Ele notou que a segurança alimentar é uma preocupação em alta no mundo, e isso tem trazido vários grandes players internacionais ao Brasil, especialmente de países como a China e o Japão.

Muitas entram no Brasil comprando terra para produzir e exportar alimentos para seus países de origem. Como o governo pretende liberalizar a venda de terras para entidades estrangeiras, este fluxo de produtos estrangeiros pode se tornar ainda mais firme no futuro.

Um dos lados positivos deste processo é que muitas destas empresas chegam ao Brasil com políticas de gestão de riscos mais maduras que suas rivais nacionais, e podem assim dar um impulso ao desenvolvimento da atividade no setor.

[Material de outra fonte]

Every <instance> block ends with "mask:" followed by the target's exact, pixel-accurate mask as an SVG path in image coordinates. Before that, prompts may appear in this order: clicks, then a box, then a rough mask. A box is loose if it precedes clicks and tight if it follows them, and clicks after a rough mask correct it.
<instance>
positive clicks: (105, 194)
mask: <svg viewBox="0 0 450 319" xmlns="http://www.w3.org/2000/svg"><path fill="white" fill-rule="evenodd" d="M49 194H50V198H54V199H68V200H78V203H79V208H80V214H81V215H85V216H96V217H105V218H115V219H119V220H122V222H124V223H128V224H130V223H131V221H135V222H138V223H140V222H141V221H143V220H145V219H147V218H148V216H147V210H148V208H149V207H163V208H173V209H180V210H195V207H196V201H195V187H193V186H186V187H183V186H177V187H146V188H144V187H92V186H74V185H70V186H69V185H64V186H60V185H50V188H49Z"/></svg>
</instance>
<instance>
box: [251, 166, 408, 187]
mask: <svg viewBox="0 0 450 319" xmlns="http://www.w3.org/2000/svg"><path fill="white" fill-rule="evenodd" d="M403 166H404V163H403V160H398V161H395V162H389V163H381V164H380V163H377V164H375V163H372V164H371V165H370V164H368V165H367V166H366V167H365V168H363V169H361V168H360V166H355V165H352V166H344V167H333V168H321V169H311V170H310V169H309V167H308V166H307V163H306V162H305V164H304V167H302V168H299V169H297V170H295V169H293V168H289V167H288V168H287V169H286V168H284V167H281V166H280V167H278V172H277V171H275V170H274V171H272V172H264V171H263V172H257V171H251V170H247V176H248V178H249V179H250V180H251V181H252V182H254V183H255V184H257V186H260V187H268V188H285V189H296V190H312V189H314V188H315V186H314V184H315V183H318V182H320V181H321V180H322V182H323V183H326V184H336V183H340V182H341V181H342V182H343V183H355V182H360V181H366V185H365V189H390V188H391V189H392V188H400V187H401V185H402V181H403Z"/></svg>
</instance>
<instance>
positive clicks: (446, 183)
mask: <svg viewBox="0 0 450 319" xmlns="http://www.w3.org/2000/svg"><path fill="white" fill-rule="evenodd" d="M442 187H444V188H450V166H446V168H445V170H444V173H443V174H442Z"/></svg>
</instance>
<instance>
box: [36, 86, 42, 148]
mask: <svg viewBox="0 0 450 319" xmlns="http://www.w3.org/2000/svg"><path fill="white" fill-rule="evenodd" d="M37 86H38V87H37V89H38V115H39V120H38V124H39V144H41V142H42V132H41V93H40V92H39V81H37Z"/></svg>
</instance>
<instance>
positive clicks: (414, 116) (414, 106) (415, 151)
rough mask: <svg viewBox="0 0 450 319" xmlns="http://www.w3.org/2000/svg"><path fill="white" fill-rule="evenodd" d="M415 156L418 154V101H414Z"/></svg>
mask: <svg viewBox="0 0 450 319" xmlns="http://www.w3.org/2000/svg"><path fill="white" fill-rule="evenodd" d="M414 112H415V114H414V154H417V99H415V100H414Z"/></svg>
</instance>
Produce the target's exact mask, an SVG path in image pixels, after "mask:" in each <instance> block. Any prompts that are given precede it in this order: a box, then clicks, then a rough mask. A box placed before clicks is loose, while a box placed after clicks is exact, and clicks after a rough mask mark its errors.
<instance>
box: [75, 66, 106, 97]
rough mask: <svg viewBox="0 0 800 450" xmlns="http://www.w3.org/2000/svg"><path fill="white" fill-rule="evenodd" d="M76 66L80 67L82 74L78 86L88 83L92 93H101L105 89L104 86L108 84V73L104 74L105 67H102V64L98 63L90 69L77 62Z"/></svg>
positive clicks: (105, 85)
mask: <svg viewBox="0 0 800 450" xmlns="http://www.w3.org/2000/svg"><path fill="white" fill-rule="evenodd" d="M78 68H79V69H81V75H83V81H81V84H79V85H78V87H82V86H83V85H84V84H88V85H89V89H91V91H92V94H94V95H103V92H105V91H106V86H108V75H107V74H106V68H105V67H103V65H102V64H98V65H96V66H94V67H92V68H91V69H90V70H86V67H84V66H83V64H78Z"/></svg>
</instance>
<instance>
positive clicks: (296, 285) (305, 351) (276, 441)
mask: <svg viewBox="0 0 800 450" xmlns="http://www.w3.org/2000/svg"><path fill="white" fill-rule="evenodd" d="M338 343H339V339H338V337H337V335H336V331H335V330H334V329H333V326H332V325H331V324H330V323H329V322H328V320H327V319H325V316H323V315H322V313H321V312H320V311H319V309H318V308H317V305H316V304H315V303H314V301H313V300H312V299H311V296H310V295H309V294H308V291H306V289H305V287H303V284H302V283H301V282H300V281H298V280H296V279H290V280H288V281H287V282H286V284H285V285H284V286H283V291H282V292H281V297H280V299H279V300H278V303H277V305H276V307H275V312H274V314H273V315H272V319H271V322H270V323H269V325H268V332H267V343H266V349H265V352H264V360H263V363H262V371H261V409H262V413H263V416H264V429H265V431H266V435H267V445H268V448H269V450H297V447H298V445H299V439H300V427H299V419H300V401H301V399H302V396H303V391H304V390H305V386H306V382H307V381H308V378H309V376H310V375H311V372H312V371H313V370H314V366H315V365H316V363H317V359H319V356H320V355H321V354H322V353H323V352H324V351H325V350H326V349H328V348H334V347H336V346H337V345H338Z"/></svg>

“Essas empresas em geral têm a figura do gerente de riscos administrando seus riscos e programas de seguros”, observou Martins.

Seguros

O executivo disse que o mercado de seguros está buscando prover o agronegócio brasileiro com os instrumentos necessários para complementar políticas de gestão de riscos mais eficientes.

“Antes, o mercado era muito voltado ao produtor rural, que compra um produto de seguros de prateleira, e não atendia a necessidade do lado corporativo”, disse. “Agora estão sendo lançados produtos como o seguro paramétrico, que atende bem mais as necessidades corporativas.”

A Mapfre, com sua parceira com o Banco do Brasil, segue sendo de longe a principal player do setor devido à sua forte presença no seguro rural. Mas outras empresas, como Swiss Re CS e Allianz, também são ativas no agronegócio. Já a Tokio Marine acabou de entrar neste mercado, reforçando a oferta para as empresas do setor, disse Martins.

“O setor está chamando a atenção das seguradoras por seu potencial de crescimento”, disse Martins. “No Brasil, apenas 14% do agronegócio tem algum seguro para cobrir riscos inerentes ao negócio. Nos Estados Unidos, 90% da lavoura está protegida contra algum tipo de risco.”

A Marsh criou uma área especializada em agronegócios no começo de 2016, aglutinando o atendimento às empresas que atuam no setor.

A ideia é oferecer atendimento especializado a toda a cadeia de valor. Isso significa desde companhias que fornecem insumos como os fertilizantes, sementes e defensivos agrícolas, até as agroindústrias e as empresas de trading.

“Enxergamos uma necessidade de soluções corporativas em um setor onde as soluções de seguros sempre foram muito voltadas ao produtor rural”, afirmou.

Nova unidade

O principal risco enfrentado pelo setor é o de eventos climáticos e pragas e doenças que ameaçam a colheita, problemas que tiveram um forte efeito no setor no ano passado.

Mas fatores macroeconômicos como a taxa de inflação, variação cambial, a política fiscal e a instabilidade econômica também exercem um efeito importante nos vários estágios da cadeia de produção.

É neste conjunto de riscos que entra o mercado internacional, cuja influência sobre o agronegócio foi ilustrada com força com a reação de diversos mercados, que bloquearam as importações de carne brasileira após a eclosão da Operação Carne Fraca.

O terceiro pilar das ameaças enfrentadas pelo setor é constituído pelos riscos operacionais. Neste âmbito, Martins ressalta a logística como um fator que costumeiramente traz dores de cabeça para as empresas de agronegócio.

“Estima-se que as perdas de transporte sofridas pelo agronegócio cheguem a US$ 4 bilhões por ano”, afirmou o executivo. “Isso acaba encarecendo toda a cadeia de valor.” Segundo Martins, os riscos logísticos equivalem a 15% do faturamento das empresas de agronegócio brasileiras. Nos Estados Unidos, o número é menor que 9%.